In contrast, AFS with design demonstrates a more favorable behavior from the fourth year onwards. Combining cocoa production and fruit species for marketing maintains the positive index. When timber species reach their optimum age for harvest, the index experiences a significant increase, surpassing even conventional AFS and doubling its yield (Figure 7B).
Finally, comparing the profitability indicators between a conventional Agroforestry System and one with design shows that the NPV, which projects future earnings throughout the 25 years of the study, revealed a solid value of S/ 28,099.00 for conventional AFS. This result consolidates the viability of the investment, suggesting that the project is economically sound. At the same time, the 24% IRR exceeded the discount rate, indicating that the investment generates a profitable return over time (Table 2). In contrast, AFS with design has an NPV of S/ 27,466.00 and a significantly higher IRR of 28%. This higher IRR underlines the speed of return compared to conventional AFS. These results support the notion that AFS, by design, not only preserves core production without adverse impact but has the potential to generate additional revenue in the medium to long term (Table 2).

4. Discussion

  • Characterization of AFSs
The traditional AFSs investigated in this study exhibit a clear differentiation regarding their diversity and geographic distribution. The analysis also allowed us to identify outliers in the abundance distribution, which indicate species that require special attention in management and conservation, such as C. alliadora. Based on the type of forest species found in cocoa crops, we determined that they do not fit a traditional agroforestry system. There is a great diversity of timber, fruit, and medicinal species associated with cocoa, which, from now on, we call "agroforest." C. alliodora is the species most frequently associated with cocoa crops, although, in terms of individual count, the most predominant species in agroforests is C. spruceanum. These two species are characterized by their significant value in the local market as timber, as supported [14]. Cocoa farmers frequently employ C. spruceanum and C. alliodora because of their benefits. However, [26] have identified other species, such as avocado (P. americana) and mango (M. indica), as suitable to coexist with cacao trees in an ecologically friendly way. The deliberate transformation of the landscape may be indicated by the tendency observed among many producers to associate fruit, timber, and medicinal trees [10]. These agroecosystems, with their high level of anthropization, serve as food, timber, medicine, and shade cocoa [15].

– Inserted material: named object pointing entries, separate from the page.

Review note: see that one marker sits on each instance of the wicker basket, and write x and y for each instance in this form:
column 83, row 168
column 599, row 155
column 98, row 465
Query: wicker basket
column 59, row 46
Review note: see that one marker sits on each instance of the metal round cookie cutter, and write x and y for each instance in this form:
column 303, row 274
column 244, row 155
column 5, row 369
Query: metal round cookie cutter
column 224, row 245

The abundance of dominant tree species, namely C. alliodora, C. spruceanum, and C. odorata, significantly influences the biodiversity and structure of the existing forest in the context of cocoa cultivation. The timber species C. spruceanum and C. odorata are essential for providing timber, necessary for agroecosystems, and have an important economic and ecological value. The importance of the sustainability of cocoa cultivation is highlighted by its contribution to the structure and stability of the forest. However, it is an inadequate replacement for natural forests in terms of botanical composition, tree community, and spatial structure [27], although the diversity of its shade tree component can serve as ecological corridors, improving the isolation of fragmented plant and animal species [27].

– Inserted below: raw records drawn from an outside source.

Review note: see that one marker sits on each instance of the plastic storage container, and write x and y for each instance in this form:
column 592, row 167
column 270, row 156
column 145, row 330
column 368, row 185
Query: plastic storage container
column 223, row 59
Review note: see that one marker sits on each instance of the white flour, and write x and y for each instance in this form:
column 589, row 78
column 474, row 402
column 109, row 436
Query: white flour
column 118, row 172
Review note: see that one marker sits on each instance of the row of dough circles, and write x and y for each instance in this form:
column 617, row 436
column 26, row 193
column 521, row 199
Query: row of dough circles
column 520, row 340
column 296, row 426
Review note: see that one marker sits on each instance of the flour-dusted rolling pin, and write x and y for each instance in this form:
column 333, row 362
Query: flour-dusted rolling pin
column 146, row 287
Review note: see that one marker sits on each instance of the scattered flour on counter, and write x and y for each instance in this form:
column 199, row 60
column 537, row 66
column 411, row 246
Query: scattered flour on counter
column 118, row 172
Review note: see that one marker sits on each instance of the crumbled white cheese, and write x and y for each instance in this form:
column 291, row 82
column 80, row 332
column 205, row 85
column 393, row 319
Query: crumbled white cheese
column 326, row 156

On the other hand, the study of cocoa-based agroforestry systems is very significant as it allows us to investigate whether additional species can be incorporated into cocoa-based agroforestry systems in the context of sustainable agroforestry systems [18]. AFSs generate social and environmental benefits without compromising the economic aspect of agricultural production [28], as well as the conservation of floral diversity and agricultural management practices [29]. In addition, management practices for economic diversification could be improved by providing shade and services [16]. Therefore, local and regional governments must intervene to improve agroforestry practices, as only some species are suitable for use in an AFS in cocoa. Therefore, local and regional governments must intervene to improve agroforestry practices since not any species is suitable for use in a cocoa FFS, and although there is limited scientific evidence on which species are the most appropriate, in some cases it is recommended to switch to late successional species such as Cedar (Cedrela spp.), Mahogany (Swietenia spp.), Eucalyptus (Eucalyptus spp.). Not only does this increase the conservation potential for the long-term maintenance of cocoa cultivation, but it should also be done gradually and carefully considering architecture, functionality, services, and growing products [16,30].
  • Economic analysis
Not only do AFSs have significant practical implications for farmers and managers, but they also contribute to the body of knowledge in the sustainable management of agroforestry systems, offering a comprehensive and accurate approach to decision-making, as they are important for income diversification, promoting greater economic security for cocoa farmers [8,31,32]. For example, the average annual production of cocoa is 1357 kg/year, multiplied by the price of S/ 3.50, resulting in an approximate income of S/ 6 295.70. However, this income is used for the maintenance of the farm, generating negative indices. By implementing a AFS with design, revenues of S/ 7,197.80 are estimated from the fifth year, considering a constant production adjusted for the average inflation rate of 4.3%, which marks the beginning of sustainable net profits of S/ 2,379.30. This perspective highlights the importance of long-term planning and strategic design of agroforestry systems. This sustained and growing income pattern offers an optimistic outlook for the long-term economic viability of AFS, highlighting the importance of planned and sustainable strategies in agroforestry management [15]. These results have significant practical implications for farmers and managers and contribute to the body of knowledge in the sustainable management of agroforestry systems, offering a comprehensive and accurate approach to decision-making [8,9].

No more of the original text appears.